The Seasons – Chinese Five Element Theory: AUTUMN

The Seasons – Chinese Five Element Theory: AUTUMN

Autumn is well and truly upon us, which in Chinese Five Element Theory, is governed by the element of METAL.

The two major organs that correspond to this element are the Lungs and Large Intestines.

It is appropriate that the Taoists associate the lungs with Metal as the lungs can be seen as the body’s energy furnace.

The Lung’s major functions include maintaining healthy immune defences against pathogens, as well as circulating energy (or in Chinese medicine theory – “chi”) and fluids throughout the body.

The lungs also control the skin, pores, and sweat and bring into play defensive chi.

Defensive chi travels from the lungs to the surface of the skin. Keeping defensive chi strong and abundant helps protect you from outside germs and viruses that want to invade the body.

Emotionally and physically, the Lungs (along with its organ partner, the Large Intestines), are responsible for helping you to “let go” of whatever you don’t need, from life experiences to emotions to actual metabolic waste products.


  • The nose is the sensory organ related to the Lung. Runny nose, sneezing, congested sinuses, loss of smell, are all symptoms of compromised Lung function
  • The skin is the tissue associated with the Lung. In Chinese Medicine it is also known as the ‘third lung’ and helps the lungs eliminate carbon dioxide
  • The taste that corresponds to and supports the Lung is spicy and pungent.
  • Sadness and grief are the emotions associated with the Lungs and Large Intestines

Loss of any kind will often trigger the emotion of grief, even if we are not acutely aware of this. Grief, if left unresolved, will stay with us until we decide to deal with it and release it. On a physical level this may manifest as difficult bowel function, as we subconsciously try to ‘hold on’ even to our own waste matter.

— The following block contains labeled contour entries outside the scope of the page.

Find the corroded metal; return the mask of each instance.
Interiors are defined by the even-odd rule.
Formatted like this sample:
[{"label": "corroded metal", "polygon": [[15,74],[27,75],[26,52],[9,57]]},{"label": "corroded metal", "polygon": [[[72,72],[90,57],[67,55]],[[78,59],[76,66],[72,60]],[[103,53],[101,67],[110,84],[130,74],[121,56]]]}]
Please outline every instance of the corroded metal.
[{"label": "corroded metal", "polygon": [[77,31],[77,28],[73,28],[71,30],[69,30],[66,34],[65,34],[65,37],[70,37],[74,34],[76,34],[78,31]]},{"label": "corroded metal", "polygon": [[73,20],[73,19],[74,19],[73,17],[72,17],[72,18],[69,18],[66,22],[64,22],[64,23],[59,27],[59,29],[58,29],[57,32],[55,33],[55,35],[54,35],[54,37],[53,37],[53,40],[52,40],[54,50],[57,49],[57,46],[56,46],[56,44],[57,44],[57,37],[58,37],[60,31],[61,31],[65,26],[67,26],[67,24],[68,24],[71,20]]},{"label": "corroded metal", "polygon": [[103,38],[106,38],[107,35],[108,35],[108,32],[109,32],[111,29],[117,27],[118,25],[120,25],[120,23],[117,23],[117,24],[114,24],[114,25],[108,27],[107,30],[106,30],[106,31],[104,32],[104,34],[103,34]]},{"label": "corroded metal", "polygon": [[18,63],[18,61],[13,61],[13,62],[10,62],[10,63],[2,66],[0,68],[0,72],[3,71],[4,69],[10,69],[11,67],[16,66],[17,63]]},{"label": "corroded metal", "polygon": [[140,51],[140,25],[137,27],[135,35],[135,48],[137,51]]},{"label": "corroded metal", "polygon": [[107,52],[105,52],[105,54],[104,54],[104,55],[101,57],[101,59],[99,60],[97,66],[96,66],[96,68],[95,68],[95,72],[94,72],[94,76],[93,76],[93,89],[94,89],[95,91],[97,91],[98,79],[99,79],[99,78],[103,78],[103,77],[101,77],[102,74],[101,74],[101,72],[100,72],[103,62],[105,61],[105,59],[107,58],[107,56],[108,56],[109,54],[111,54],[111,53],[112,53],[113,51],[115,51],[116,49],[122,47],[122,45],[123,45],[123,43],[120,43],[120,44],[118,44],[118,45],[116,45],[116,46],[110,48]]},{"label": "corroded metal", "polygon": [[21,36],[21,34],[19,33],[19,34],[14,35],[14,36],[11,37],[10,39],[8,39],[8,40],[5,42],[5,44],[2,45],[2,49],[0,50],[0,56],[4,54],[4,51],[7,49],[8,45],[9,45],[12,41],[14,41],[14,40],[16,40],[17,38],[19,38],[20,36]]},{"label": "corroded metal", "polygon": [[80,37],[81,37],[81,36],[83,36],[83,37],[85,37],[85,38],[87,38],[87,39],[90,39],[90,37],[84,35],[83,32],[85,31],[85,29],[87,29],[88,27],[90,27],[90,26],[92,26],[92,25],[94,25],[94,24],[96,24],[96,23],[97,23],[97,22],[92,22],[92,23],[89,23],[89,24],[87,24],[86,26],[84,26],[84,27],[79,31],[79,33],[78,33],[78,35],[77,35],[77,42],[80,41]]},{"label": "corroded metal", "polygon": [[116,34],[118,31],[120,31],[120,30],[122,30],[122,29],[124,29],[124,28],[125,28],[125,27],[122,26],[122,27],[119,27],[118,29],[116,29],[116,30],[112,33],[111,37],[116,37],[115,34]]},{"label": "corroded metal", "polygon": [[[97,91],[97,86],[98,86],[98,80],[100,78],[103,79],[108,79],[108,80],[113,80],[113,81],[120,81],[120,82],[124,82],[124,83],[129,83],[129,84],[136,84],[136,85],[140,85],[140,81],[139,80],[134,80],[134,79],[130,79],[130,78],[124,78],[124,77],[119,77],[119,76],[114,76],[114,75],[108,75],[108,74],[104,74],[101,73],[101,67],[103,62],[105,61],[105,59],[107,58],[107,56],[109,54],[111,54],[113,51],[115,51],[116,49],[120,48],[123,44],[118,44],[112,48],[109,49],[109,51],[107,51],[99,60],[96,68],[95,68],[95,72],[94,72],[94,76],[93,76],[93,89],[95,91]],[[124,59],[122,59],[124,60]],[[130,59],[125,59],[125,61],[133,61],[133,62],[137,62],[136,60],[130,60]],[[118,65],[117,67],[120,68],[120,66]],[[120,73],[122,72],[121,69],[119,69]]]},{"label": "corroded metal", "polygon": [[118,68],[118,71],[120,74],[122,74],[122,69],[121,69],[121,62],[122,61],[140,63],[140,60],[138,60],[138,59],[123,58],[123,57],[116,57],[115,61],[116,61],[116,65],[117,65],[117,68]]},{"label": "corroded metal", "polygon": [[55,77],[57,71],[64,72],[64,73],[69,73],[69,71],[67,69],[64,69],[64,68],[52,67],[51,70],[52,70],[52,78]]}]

When unresolved, grief becomes chronic. As a result, depression and an inability to ‘let go’ of things can develop and oxygen circulation may also become impaired. Since our lungs control the flow of energy in our bodies, it’s important that we give ourselves space to deal with painful events rather than stifling them.

Simple Tips for Everyday Lung Health

  • Let go of things you no longer need and give yourself breathing room. Stimulate your Lung function by throwing out things you no longer need or use, like clothing you haven’t worn in more than 12 months.
  • Many foods have an essence that supports the Lungs and its partner, the Large Intestines, especially spicy, and white foods. So include these flavours/colours in your cooking; these include: onion, radish, mustard greens, daikon radish, scallions (white part), almonds, white meat, white rice, white beans, and white mushrooms
  • This season is notorious for weakening the body so if you tend to catch colds or have allergies in autumn, it’s important to take care of these organs. Keep warm in windy and cold weather, especially your chest and neck – part of the Lung’s job is to protect you from pathogens, so you can preserve Lung energy by covering up your skin.

Just as the trees shed their leaves in autumn in preparation for winter, so too must we shed what no longer serves us so that we can move forward in our lives with courage and determination.